A couple of things are immediately obvious: The only reason I can even get close to the target is that I work from home and live in a part of town where I can bike everywhere, and it hasn’t snowed enough to close down the bike lanes. Thanks to the previous Liberal government in Ontario which closed all the coal fired power plants, our electricity supply is 95 percent carbon free. I have not had to make serious lifestyle changes other than giving up the red meat, which we only ate occasionally anyway. I also don’t get out much; one evening out with a 4-mile shared taxi ride home on Feb 1 blew a giant hole in my budget. And next week I have to fly to New York to meet the Dotdash people who now own TreeHugger; that may well blow the budget for the whole project.

Is this a realistic option for most people?
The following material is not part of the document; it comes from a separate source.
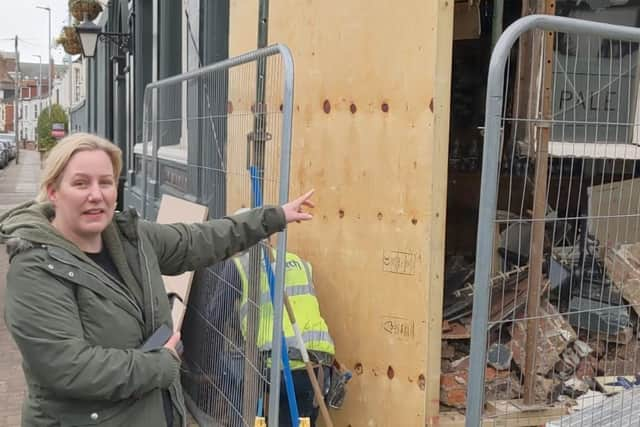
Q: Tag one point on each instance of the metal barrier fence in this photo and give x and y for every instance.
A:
(558, 248)
(221, 136)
The more I get into it, the less convinced I am. I worry that I am suffering from what Jarrett Walker calls “elite projection“.

Elite projection is the belief, among relatively fortunate and influential people, that what those people find convenient or attractive is good for the society as a whole.

I happen to have chosen years ago to live in a streetcar suburb close enough to downtown that I can bike everywhere. I work from a home that I could afford to duplex and downsize in. I can walk to four different big grocery stores. I bought a nice e-bike. My wife used to write about food and can whip up wonderful vegetarian meals.

I am coming to realize that for others to be able to do this, we really need societal change; we need good, efficient housing built at densities that can support transit, that are walkable and bikeable so that people do not have to drive. Then it really becomes a matter of minor dietary changes and choices about travel. For the 73 percent of North Americans who live in the suburbs and are pretty much forced to drive, doing this would be almost impossible.

Is it still worth doing? I think so, even if just as an example for my students, and I am going to keep it up for the term at least. Stay tuned for updates, and a downloadable spreadsheet that readers can play with.

But I have it easy compared to most North Americans, and perhaps am fooling myself.